Changemaker Library uses cookies to provide enhanced features, and analyze performance. By clicking "Accept", you agree to setting these cookies as outlined in the Cookie Policy. Clicking "Decline" may cause parts of this site to not function as expected.
Dengan berfokus pada apa yang dia lihat sebagai kelompok kritis & # 150; pemimpin muda di kelas menengah pedesaan yang sedang berkembang di Pakistan & # 150; Lal Jan mengembalikan kendali praktik pembangunan pedesaan kepada masyarakat lokal untuk membangun konsensus, merancang rencana, dan mengalokasikan sumber daya sesuai dengan keinginan rakyat daripada perintah kepala suku atau pemilik tanah yang kuat.

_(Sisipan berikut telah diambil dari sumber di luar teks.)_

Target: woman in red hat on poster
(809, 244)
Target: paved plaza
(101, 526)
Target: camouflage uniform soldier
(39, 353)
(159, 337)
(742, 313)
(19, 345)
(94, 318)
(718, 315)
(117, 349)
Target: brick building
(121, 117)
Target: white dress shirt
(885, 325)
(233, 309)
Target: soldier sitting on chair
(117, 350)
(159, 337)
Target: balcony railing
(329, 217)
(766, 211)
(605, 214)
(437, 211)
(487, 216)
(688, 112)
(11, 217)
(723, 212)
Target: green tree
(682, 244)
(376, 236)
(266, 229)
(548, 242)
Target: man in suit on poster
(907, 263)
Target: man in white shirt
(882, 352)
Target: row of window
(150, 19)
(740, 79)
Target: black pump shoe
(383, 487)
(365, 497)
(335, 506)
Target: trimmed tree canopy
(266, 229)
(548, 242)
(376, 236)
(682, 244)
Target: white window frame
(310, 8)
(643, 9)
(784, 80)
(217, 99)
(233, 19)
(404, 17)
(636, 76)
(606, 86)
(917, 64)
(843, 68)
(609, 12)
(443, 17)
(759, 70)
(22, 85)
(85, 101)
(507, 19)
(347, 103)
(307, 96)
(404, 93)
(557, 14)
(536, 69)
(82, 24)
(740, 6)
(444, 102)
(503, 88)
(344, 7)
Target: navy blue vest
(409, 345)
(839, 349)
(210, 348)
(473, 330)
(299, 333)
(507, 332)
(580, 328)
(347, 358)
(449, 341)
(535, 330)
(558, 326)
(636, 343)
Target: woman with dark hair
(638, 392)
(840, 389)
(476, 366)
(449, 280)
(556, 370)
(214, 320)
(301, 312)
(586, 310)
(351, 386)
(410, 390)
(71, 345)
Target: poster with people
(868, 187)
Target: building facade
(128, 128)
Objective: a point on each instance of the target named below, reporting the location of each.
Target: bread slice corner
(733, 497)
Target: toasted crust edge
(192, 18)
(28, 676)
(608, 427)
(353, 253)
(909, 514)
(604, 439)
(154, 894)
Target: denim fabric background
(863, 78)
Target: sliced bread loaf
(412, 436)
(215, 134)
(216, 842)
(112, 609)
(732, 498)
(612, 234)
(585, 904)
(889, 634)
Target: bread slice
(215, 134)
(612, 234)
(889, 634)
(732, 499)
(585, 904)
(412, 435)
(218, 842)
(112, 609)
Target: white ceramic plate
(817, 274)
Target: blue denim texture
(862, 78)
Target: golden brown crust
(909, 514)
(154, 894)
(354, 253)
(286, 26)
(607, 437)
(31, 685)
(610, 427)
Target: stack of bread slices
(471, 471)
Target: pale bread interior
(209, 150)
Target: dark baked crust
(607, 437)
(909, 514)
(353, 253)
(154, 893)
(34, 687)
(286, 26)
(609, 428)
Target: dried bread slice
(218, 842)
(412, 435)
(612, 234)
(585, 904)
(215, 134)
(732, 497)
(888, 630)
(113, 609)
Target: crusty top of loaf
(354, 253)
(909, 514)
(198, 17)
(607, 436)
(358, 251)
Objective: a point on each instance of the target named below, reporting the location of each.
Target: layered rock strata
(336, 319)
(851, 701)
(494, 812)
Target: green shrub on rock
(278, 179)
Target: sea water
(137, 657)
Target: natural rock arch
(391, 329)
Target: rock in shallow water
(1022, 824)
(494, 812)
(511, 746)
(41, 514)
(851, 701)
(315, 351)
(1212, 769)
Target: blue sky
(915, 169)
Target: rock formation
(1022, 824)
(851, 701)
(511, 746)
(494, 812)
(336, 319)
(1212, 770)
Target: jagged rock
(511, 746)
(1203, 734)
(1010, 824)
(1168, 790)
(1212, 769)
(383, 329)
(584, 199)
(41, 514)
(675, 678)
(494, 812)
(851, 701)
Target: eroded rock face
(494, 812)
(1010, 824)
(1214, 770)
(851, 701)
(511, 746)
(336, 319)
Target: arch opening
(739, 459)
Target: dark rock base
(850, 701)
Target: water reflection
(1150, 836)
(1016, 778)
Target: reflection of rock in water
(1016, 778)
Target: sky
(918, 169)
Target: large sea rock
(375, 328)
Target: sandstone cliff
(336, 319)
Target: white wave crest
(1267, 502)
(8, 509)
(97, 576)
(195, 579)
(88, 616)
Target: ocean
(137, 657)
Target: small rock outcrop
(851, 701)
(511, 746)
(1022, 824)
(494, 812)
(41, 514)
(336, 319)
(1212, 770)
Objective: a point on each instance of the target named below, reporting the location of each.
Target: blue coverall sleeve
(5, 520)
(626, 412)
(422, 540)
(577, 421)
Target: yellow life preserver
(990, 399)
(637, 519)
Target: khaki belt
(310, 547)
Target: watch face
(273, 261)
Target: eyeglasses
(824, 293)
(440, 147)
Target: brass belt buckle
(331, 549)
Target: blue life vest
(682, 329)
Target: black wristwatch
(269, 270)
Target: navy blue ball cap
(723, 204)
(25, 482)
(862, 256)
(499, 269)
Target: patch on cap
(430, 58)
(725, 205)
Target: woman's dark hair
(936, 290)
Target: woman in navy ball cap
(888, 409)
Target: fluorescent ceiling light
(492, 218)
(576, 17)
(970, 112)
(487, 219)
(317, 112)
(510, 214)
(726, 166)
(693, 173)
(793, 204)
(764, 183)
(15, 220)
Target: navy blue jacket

Lal berasal dari keluarga yang dihormati karena mendukung penegakan hukum dan ketertiban serta memberikan keramahan. Sejak masa mudanya, dia telah mempertahankan nilai-nilai ini dan diakui serta dihormati karena berdiri teguh tanpa memicu kekerasan. Meskipun ibunya meninggal ketika dia berusia 3 tahun, Lal memenuhi keinginan terakhirnya dengan melanjutkan pendidikannya. Mengingat ketertarikannya pada politik, Lal telah belajar baik untuk menghargai peningkatan kesadaran maupun untuk mencari pengalaman yang memungkinkannya untuk mengasah keterampilannya di bidang ini. Saat masih muda, Lal mencalonkan diri sebagai anggota dewan lokal dalam pemilihan pemerintah daerah. Dia tetap teguh dalam tekadnya untuk mencalonkan diri meskipun ada seruan partainya untuk boikot dan penentangan keras dari seorang kepala suku yang putranya mencalonkan diri melawannya. Akhirnya, ketika orang-orang dan sesepuh setempat memohon agar dia mundur, dia melakukannya. Ketabahan dan tekad ini memungkinkan Lal untuk terjun ke politik mahasiswa di mana dia belajar tentang mobilisasi massa dan strategi politik. Sejak kuliah, ia terlibat dalam negosiasi dan sumber daya kreatif. Dia memiliki kesempatan untuk bekerja sama dengan mentor dan wirausahawan sosial, Dr. Qurat ul Ain Bakhteari (juga seorang Ashoka Fellow), selama Proyek Pendidikan Dasar Balochistan. Dia kemudian menerapkan dan menguji pembelajaran di Gwadar dengan sukses, sebuah pengalaman yang membuatnya mendapatkan beasiswa LEAD. Dia kemudian menjadi salah satu pendiri Institut Studi dan Praktik Pembangunan dengan Dr. Bakhteari dan sekarang bekerja sebagai manajer mobilisasi sumber daya. Lal mengusulkan untuk fokus pada idenya dan bekerja penuh waktu di Khuzdar, tempat asalnya. Dia melihat kerja sama dengan Bilsum sebagai langkah pertama untuk menjadikan kepekaan politik sebagai alat dalam memerangi eksploitasi dan keterbelakangan di Pakistan.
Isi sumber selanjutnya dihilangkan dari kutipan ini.